Revolutions in genotyping technology (Ragoussis, 2009) and computational power coupled with the creation of public scientific resources such as The Human Genome Project (2001; Venter et al., 2001), The International HapMap Project (2003; The International HapMap Consortium 2005), and most recently the 1000 Genomes Project (2012), have accelerated genomic discovery, most commonly through genome-wide association studies (GWAS). As of late March 2014, the National Human Genome Research Institute (NHGRI) GWAS catalog listed 1201 publications with 3961 SNPs associated with approximately 571 human diseases and traits at a significance threshold of 5.0 × 10−8 (Welter et al., 2014) (https://www.genome.gov/26525384)

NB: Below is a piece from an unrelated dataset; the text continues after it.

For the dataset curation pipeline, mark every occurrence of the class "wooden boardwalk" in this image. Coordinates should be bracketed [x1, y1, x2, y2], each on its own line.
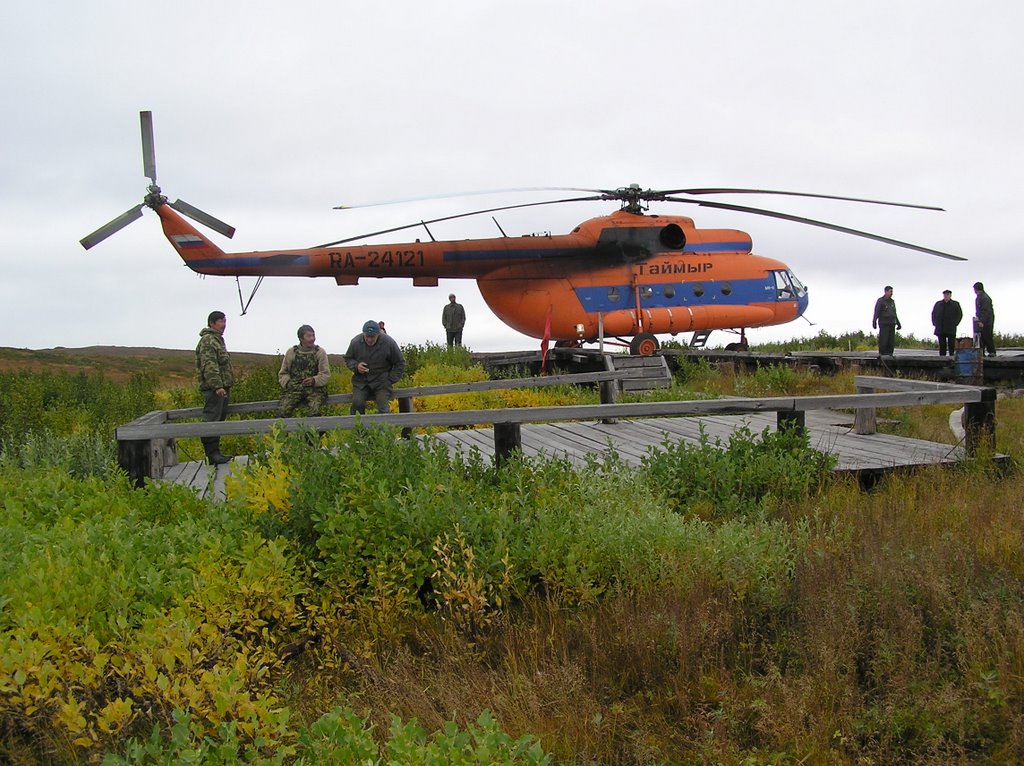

The majority of genomic discoveries published to date have been from case-control or cohort epidemiologic studies that collected specific health-related data and DNA samples. These traditional epidemiologic collections already exist and are primed for genomic discovery studies (Willett et al., 2007), making them ideal for large-scale GWAS. Also, although currently under-utilized in genomic discovery, many of the cohorts have collected exposure data that can be interrogated for gene-environment interaction studies (Manolio et al., 2006; Thomas, 2010). However, a major disadvantage of accessing existing epidemiologic cohorts for genomic discoveries is limited representation of diverse racial/ethnic groups (Rosenberg et al., 2010) and of children (Collins and Manolio, 2007). Also, the existing health-related data can be limiting, especially for cohorts or case-controls collections designed with very specific disease outcomes for study such as cancers or cardiovascular disease. Finally, establishing and maintaining an on-going cohort study can pose significant cost burden (Rukovets, 2013).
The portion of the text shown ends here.